Constituent state of the Holy Roman Empire in present-day Slovenia (1130–1456)

The County of Cilli (Slovene: Celje) was a county in present day Slovenia, first mentioned in 1130. It expanded rapidly from 1341 to 1456, with a notable war in 1436-1443; when Ulrich II died in 1456, the Habsburgs inherited them after a short succession war the same year.

==History==
The County of Cilli was first mentioned in 1130, with the lord Gebhard owning Lamberg Castle and Žovnek Castle, in 1288 the Vovbrška family died out; in the inheritance treaty, Fridirik of Žovnek gained their estates in Savinija, Saleška and half of Cilli. In 1292, an anti-Habsburg rebellion began in Slovenia, with most lords joining on the side of the rebellion. However, those same lords mostly left in the same year, with only Cilli remaining in the war. The war ended in 1293; the winner is unknown, but was likely the Habsburg family.

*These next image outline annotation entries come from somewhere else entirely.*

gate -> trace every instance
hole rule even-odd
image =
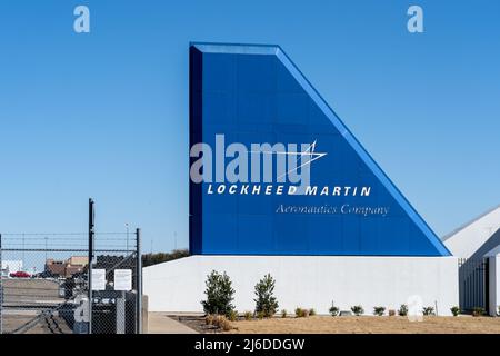
[[[136,334],[140,229],[0,235],[0,334]],[[92,287],[91,287],[92,286]]]
[[[482,308],[489,313],[489,261],[488,258],[459,259],[460,309],[472,312]]]

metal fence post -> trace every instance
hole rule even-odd
[[[94,237],[94,210],[93,200],[89,199],[89,334],[92,334],[92,261],[93,261],[93,237]]]
[[[137,332],[142,334],[142,253],[141,229],[136,229],[137,239]]]

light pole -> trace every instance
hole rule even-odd
[[[126,222],[127,230],[127,254],[129,253],[129,222]]]

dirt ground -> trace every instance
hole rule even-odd
[[[231,323],[241,334],[500,334],[500,318],[424,317],[409,322],[399,316],[272,318]]]

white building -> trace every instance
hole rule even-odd
[[[2,260],[2,277],[22,270],[22,260]]]
[[[500,205],[442,238],[462,258],[460,305],[484,305],[496,316],[500,306]]]

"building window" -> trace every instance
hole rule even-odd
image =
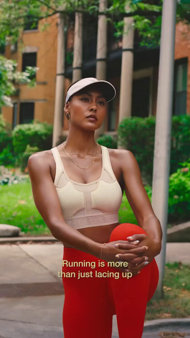
[[[24,27],[24,30],[32,30],[37,29],[38,22],[36,19],[31,15],[27,15],[25,19],[25,23]]]
[[[12,114],[12,129],[13,129],[17,125],[17,111],[18,108],[18,104],[16,103],[13,105],[13,113]]]
[[[134,80],[132,94],[132,116],[147,117],[149,114],[151,77]]]
[[[116,100],[112,100],[109,102],[108,118],[108,131],[115,130],[116,120]]]
[[[187,59],[175,62],[174,73],[173,115],[186,114]]]
[[[22,54],[22,72],[24,72],[27,66],[36,67],[37,53],[23,53]],[[30,76],[31,80],[35,78],[36,74]]]
[[[19,123],[31,123],[34,120],[34,103],[24,102],[20,103]]]

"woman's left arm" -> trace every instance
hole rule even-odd
[[[138,246],[148,246],[145,253],[141,255],[145,255],[150,262],[161,250],[162,232],[160,223],[153,211],[143,185],[140,169],[135,156],[130,151],[124,149],[120,149],[118,154],[127,197],[139,226],[147,234],[147,236],[135,235],[129,240],[140,239]],[[123,248],[121,246],[119,248]],[[121,259],[122,256],[119,255]]]

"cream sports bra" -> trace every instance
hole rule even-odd
[[[98,179],[79,183],[68,177],[56,147],[51,150],[56,164],[54,184],[68,224],[75,229],[117,223],[123,193],[113,171],[108,150],[101,146],[102,170]]]

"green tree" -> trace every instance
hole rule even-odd
[[[33,87],[35,80],[30,80],[29,77],[33,75],[38,68],[28,67],[25,72],[16,70],[16,61],[8,60],[0,55],[0,108],[4,105],[12,106],[10,96],[17,90],[17,85],[20,82],[28,83]]]
[[[116,35],[122,33],[123,18],[132,16],[134,26],[141,37],[141,43],[151,47],[159,44],[162,0],[142,0],[136,4],[133,4],[132,0],[109,0],[108,2],[105,14],[114,25]],[[129,8],[126,13],[127,3]],[[13,41],[21,37],[26,23],[32,27],[41,19],[60,12],[67,18],[73,17],[76,11],[93,16],[99,14],[98,0],[0,0],[0,39],[8,37]],[[189,5],[178,3],[177,20],[189,23]],[[42,24],[42,28],[47,25]]]

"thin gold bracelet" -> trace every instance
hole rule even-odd
[[[103,248],[103,247],[104,245],[105,244],[106,244],[105,243],[104,243],[104,244],[103,244],[103,245],[102,245],[102,248],[101,249],[101,255],[100,255],[100,259],[102,259],[102,249]]]

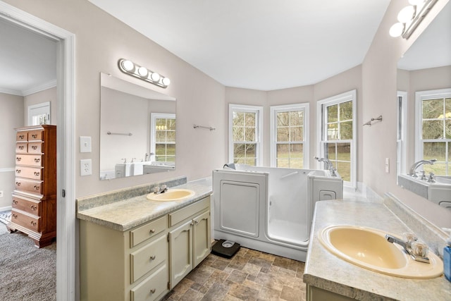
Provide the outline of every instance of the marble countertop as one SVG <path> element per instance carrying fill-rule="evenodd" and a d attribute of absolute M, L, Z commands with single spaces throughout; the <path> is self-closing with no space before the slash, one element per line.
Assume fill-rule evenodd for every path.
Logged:
<path fill-rule="evenodd" d="M 318 239 L 319 231 L 331 225 L 371 227 L 400 237 L 409 230 L 383 203 L 317 202 L 303 278 L 305 283 L 360 300 L 451 300 L 451 283 L 443 276 L 406 279 L 376 273 L 335 257 Z"/>
<path fill-rule="evenodd" d="M 126 231 L 162 215 L 166 214 L 178 209 L 194 203 L 211 194 L 211 178 L 206 178 L 177 186 L 171 189 L 183 188 L 193 190 L 194 197 L 174 202 L 155 202 L 146 198 L 147 193 L 132 197 L 101 202 L 101 198 L 95 196 L 99 206 L 93 207 L 82 204 L 89 197 L 78 199 L 77 218 L 88 221 L 119 231 Z M 122 190 L 111 192 L 127 195 Z M 111 198 L 111 194 L 103 195 L 103 199 Z"/>

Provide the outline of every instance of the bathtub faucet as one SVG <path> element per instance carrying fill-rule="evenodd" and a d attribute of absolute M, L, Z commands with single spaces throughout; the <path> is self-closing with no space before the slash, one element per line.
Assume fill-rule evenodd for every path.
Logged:
<path fill-rule="evenodd" d="M 330 171 L 330 176 L 333 177 L 337 176 L 337 170 L 333 168 L 333 165 L 330 160 L 327 158 L 318 158 L 317 156 L 314 157 L 315 160 L 319 162 L 324 162 L 324 166 L 326 166 L 326 169 L 328 169 Z"/>

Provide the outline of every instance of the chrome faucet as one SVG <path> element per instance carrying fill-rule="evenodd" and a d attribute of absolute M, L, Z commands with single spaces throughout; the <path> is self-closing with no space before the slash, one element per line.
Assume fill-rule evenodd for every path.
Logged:
<path fill-rule="evenodd" d="M 332 162 L 330 161 L 330 160 L 329 160 L 327 158 L 319 158 L 317 156 L 315 156 L 314 158 L 315 160 L 318 161 L 319 162 L 324 162 L 324 166 L 326 167 L 326 169 L 328 169 L 329 171 L 330 171 L 331 176 L 333 177 L 337 176 L 337 170 L 333 168 L 333 165 L 332 164 Z"/>
<path fill-rule="evenodd" d="M 410 172 L 409 173 L 409 176 L 412 176 L 414 178 L 418 178 L 418 176 L 416 175 L 416 168 L 424 164 L 433 165 L 436 161 L 436 159 L 431 159 L 431 160 L 420 160 L 417 162 L 414 163 L 412 167 L 410 167 Z"/>

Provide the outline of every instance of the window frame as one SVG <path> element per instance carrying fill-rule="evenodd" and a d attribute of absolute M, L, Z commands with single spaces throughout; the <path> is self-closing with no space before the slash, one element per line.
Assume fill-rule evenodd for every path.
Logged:
<path fill-rule="evenodd" d="M 150 113 L 150 153 L 153 154 L 151 155 L 154 159 L 152 161 L 156 161 L 155 158 L 156 156 L 156 149 L 155 149 L 156 145 L 156 128 L 155 127 L 156 119 L 165 118 L 165 119 L 175 119 L 177 121 L 175 118 L 175 114 L 171 113 Z M 175 135 L 177 135 L 177 129 L 175 129 Z M 166 143 L 167 144 L 167 143 Z M 175 145 L 175 152 L 177 152 L 177 140 L 175 139 L 175 142 L 173 143 Z M 177 153 L 174 154 L 174 162 L 175 161 L 175 158 L 177 157 Z M 159 162 L 172 162 L 171 161 L 161 161 Z"/>
<path fill-rule="evenodd" d="M 342 102 L 352 102 L 352 139 L 343 140 L 333 140 L 338 142 L 350 142 L 350 157 L 351 157 L 351 170 L 350 180 L 343 180 L 345 186 L 351 187 L 354 189 L 357 188 L 357 90 L 347 91 L 330 97 L 321 99 L 316 102 L 316 142 L 317 142 L 317 153 L 321 157 L 325 157 L 324 145 L 325 142 L 331 141 L 323 140 L 323 137 L 327 137 L 327 111 L 323 109 L 325 106 L 333 106 Z M 334 166 L 336 168 L 337 166 Z M 316 168 L 321 168 L 321 163 L 316 162 Z"/>
<path fill-rule="evenodd" d="M 308 169 L 310 167 L 309 161 L 309 104 L 299 103 L 292 104 L 283 104 L 280 106 L 270 106 L 270 166 L 271 167 L 277 166 L 277 113 L 280 112 L 290 112 L 295 111 L 302 111 L 304 112 L 304 124 L 303 124 L 303 137 L 302 149 L 303 149 L 303 169 Z"/>
<path fill-rule="evenodd" d="M 415 92 L 415 162 L 423 159 L 423 100 L 450 97 L 451 97 L 451 88 L 417 91 Z M 426 140 L 439 140 L 427 139 Z M 440 140 L 447 142 L 447 147 L 451 147 L 451 139 L 443 138 Z M 445 153 L 447 152 L 449 152 L 449 150 L 447 152 L 445 151 Z M 449 159 L 450 158 L 448 158 L 448 159 Z M 451 164 L 448 164 L 447 171 L 448 176 L 450 176 L 450 173 L 451 173 Z"/>
<path fill-rule="evenodd" d="M 255 165 L 261 166 L 263 162 L 263 106 L 229 104 L 228 105 L 228 163 L 234 162 L 233 156 L 233 113 L 256 113 L 256 159 Z"/>

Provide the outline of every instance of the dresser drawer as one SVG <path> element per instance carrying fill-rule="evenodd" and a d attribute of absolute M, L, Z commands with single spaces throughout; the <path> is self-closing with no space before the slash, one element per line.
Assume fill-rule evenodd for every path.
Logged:
<path fill-rule="evenodd" d="M 13 208 L 41 216 L 41 202 L 13 195 Z"/>
<path fill-rule="evenodd" d="M 167 290 L 168 279 L 168 266 L 163 264 L 146 280 L 132 288 L 132 301 L 153 301 Z"/>
<path fill-rule="evenodd" d="M 32 230 L 33 231 L 41 231 L 39 221 L 39 217 L 30 216 L 14 209 L 11 211 L 11 222 Z"/>
<path fill-rule="evenodd" d="M 28 142 L 28 154 L 42 154 L 42 142 Z"/>
<path fill-rule="evenodd" d="M 40 154 L 16 154 L 16 164 L 31 166 L 42 166 L 43 158 Z"/>
<path fill-rule="evenodd" d="M 27 154 L 28 152 L 28 143 L 17 142 L 16 144 L 16 154 Z"/>
<path fill-rule="evenodd" d="M 156 236 L 167 227 L 168 216 L 165 215 L 140 228 L 132 230 L 130 233 L 130 247 L 133 247 L 143 241 Z"/>
<path fill-rule="evenodd" d="M 42 181 L 16 178 L 16 189 L 17 190 L 42 195 Z"/>
<path fill-rule="evenodd" d="M 42 168 L 35 167 L 16 166 L 16 176 L 42 180 Z"/>
<path fill-rule="evenodd" d="M 174 213 L 169 214 L 169 226 L 172 227 L 196 213 L 207 209 L 209 205 L 210 198 L 206 197 L 201 201 L 182 208 Z"/>
<path fill-rule="evenodd" d="M 168 244 L 166 236 L 161 235 L 130 254 L 131 283 L 168 258 Z"/>
<path fill-rule="evenodd" d="M 42 141 L 43 137 L 43 130 L 34 130 L 28 132 L 28 141 Z"/>

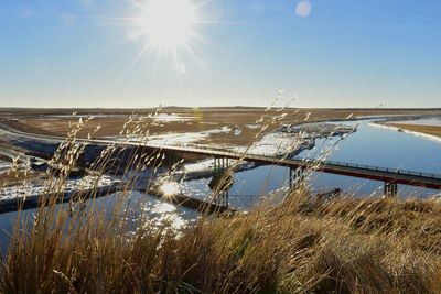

In 1308, then-count Ulrich of Sanneck surrendered all of his estates to the Habsburgs, which they immediately gave back as a fiefdom. By 1325 Konrad Aufenstein, who owned the other half of Celje got all of the county, returning it again in 1333. In 1338, Cilli gained Helfenberg after they won a dispute. In 1339 the Helfenberg family died out; Frederick of Celje purchased Alhoh's lands in Helfenberg. In 1361 Hermann I gained for Cilli the area around Laško, Žalec, Slovenska Bistrica and Radgona, expanding this to include the Vuzenica family's lands in 1374—the same year that the Sentpavel Monastery was sold to them. By 1418, the County of Cilli had expanded significantly, Inheriting the declining Kunšperk family in 1403 and the Ortenburg family lands in 1418. After this year, their expansion greatly slowed within Slovenia, but they continued to gain estates and influence within Croatia, becoming Bans of Slavonia and Croatia likely by the 1440s, and certainly by 1456. That same year, the Counts of Cilli died out with Ulrich II dying at the hands of Hunyadi agents. Following a brief war of succession in the county, the Habsburgs emerged victorious and claimed the entire territory.